W8L1 Non communicable disease Flashcards
What is non-commutable disease
refers to a group of conditions that are not mainly caused by an acute infection, result in long-term health consequences and often create a need for long-term treatment and care. These conditions include cancers, cardiovascular disease, diabetes and chronic lung illnesses.
Why do non-communicable diseases occur
- Some conditions result from environmental factors which are evolutionarily novel (e.g. asbestos) or affect fundamental aspects of cell function (e.g. arsenic poisoning)
- Some genetic disorders may have benefits which offset selective pressure against the disease
- Some diseases occur mostly in the post-reproductive period, or occur very rarely in the absence of additional environmental factors
Case study #1 - cancer
- Cancer is a highly heterogenous condition
- Cancer is itself an evolutionary process, with distinct selective pressures on cancer cells driving higher cell division rates, capacity for migration, resistance to pro-apoptotic signals etc.
- Development of cancer requires multiple mutations, meaning it becomes far more common late in life
How heritable is cancer risk
- Many cancers, especially in old age, occur without clear familial history
- A minority of cancer types seem to be almost entirely sporadic, with no detectable genetic contribution
- Cancers for which smoking is the main risk factor are over-represented among cancers with low heritability
Environment-genome interactions Of cancer
- Risk of esophageal cancer is strongly increased by tobacco and alcohol consumption
- However, the extent to which an environmental agent increases cancer risk can itself be affected by genetic factors (in this case, a CYP26B1 variant)
- The definition of a cancer risk allele is not straightforward!
Familial cancer syndromes
- Various familial cancer syndromes involve some risk of mortality before the end of the reproductive period
- Caputo et al. (2012) analysed French families carrying BRCA mutations -slightly more than half of the families possessed unique alleles, but a small number of variants were widespread (one in 138 families, one in 137)
other explanation of high-frequency cancer risk alleles be other than inefficient selection?
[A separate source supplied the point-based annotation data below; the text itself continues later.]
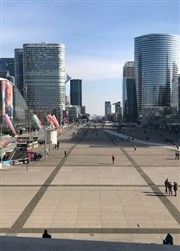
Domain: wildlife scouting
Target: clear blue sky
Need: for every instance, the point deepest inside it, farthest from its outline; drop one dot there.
(98, 36)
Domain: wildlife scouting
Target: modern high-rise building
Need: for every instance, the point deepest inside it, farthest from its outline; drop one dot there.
(130, 113)
(76, 92)
(6, 67)
(157, 63)
(18, 69)
(44, 76)
(107, 108)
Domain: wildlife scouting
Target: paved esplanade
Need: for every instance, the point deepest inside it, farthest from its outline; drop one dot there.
(83, 196)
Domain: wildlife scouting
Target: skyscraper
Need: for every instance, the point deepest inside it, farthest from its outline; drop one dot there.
(107, 108)
(6, 67)
(44, 75)
(156, 65)
(76, 92)
(129, 93)
(18, 69)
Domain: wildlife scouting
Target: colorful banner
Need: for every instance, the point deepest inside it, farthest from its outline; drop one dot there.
(52, 119)
(7, 98)
(37, 122)
(9, 123)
- Elevated frequencies of risk alleles in some populations (e.g. BRCA1 risk alleles among east Greenlandic Inuit) may reflect founder effects
- Possible benefits of risk alleles have also been suggested:
- Increased reproductive success
- Greater female embryonic survival
Detecting selection on cancer risk alleles
- Risk of prostate cancer is greatly elevated in African populations
- As prostate cancer risk is highly heritable, a genetic contribution to this disparity is likely
- Most risk alleles found to evolve neutrally across all studied populations
- However, ‘hitchhiking’ with nearby beneficial alleles is sometimes seen
Accidental cancer protection
- rs7584330 - 47% higher frequency of risk allele in African populations, evidence of positive selection for protective allele in European populations
- rs7584330 occurs close to the melanophilin gene, variants of which result in reduced skin and hair pigmentation
- Lower prostate cancer risk in European vs. African populations in part a side-effect of selection for reduced skin pigmentation!
Genetics of cancer outcomes
- Most cancer research has focused on variation in incidence of cancer, rather than survival rates
- How might we use this information in cancer screening and treatment?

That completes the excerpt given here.